Have been using snap finance for years and not *************** lease/loan had any problems. I lost my job and spoke with a rep a couple days before my 100 day buyout. He assured me it would be extended and not to worry just call when I have the money. Called a month later and they have no information on extension. My buyout is now double, and the only thing I can do is settle for still more then what the 100 day option would be.. Terrible customer service, they do not track phone calls just access account and maybe makes notes. Will not use again.


These complaints are interesting because SnapFinance states on their site that they don’t charge interest. Customers may be mistaking the marked-up fees for interest. However, it seems that their 100-day pay option is better for customers looking to save more money. Other complaints have stated that customers’ costs went up after the 100 days or that it was harder to pay the balance off. 

Some users also complained that the Company didn’t approve them. Snap Finance says that credit is not an issue and implies that as long as applicants meet their basic requirements, they can get approved. 

☝️ One thing that Snap Finance Stores does recommend that we believe every borrower should do is carefully review the disclosures of the agreement before you sign and agree to anything. Make sure you understand your payment amounts, when they’re due, how much you’d pay over time, and fees, and additional unique terms of your agreement.

Snap Finance Review: Final Take

Snap Finance looks beyond a borrower’s credit history when considering them for short-term financing. While their process is easy and flexible, getting financing can be a costly decision.

Snap Finance does not report your payments to the 3 major credit bureaus. This financing option is not a credit-building opportunity that could help you qualify for better loans in the future.

There are very few purchases that you need badly enough to risk the prospect of paying more than double what the item actually costs.


Where can I use Snap Finance?

You can use Snap Finance at over 200,000 locations across the U.S. Use their store locator search tool to choose the store you want.
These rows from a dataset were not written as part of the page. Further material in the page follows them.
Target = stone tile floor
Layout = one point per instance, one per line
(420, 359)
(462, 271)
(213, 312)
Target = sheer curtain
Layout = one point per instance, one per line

How does Snap Finance work?

To use Snap Finance you need to apply online by filling out the form and submitting your personal information along with your social security number and driver’s license number. After you’re approved you can choose your store and start looking for items up to $5,000, depending on your approved credit limit.

What can I buy with Snap Finance?

Snap Finance can be used at over 200,000 retailers across the United States. Most Snap Finance stores sell the following:
– computers,
– mattresses, 
– electronics, 
– furniture, 
– jewelry,
– wheels and tires.

Can Snap Finance be paid off early?

It’s actually better for you to pay Snap Finance off early because that means a lower cost as no interest will be charged. If you pay Snap Finance off within 100 days there is no interest charge.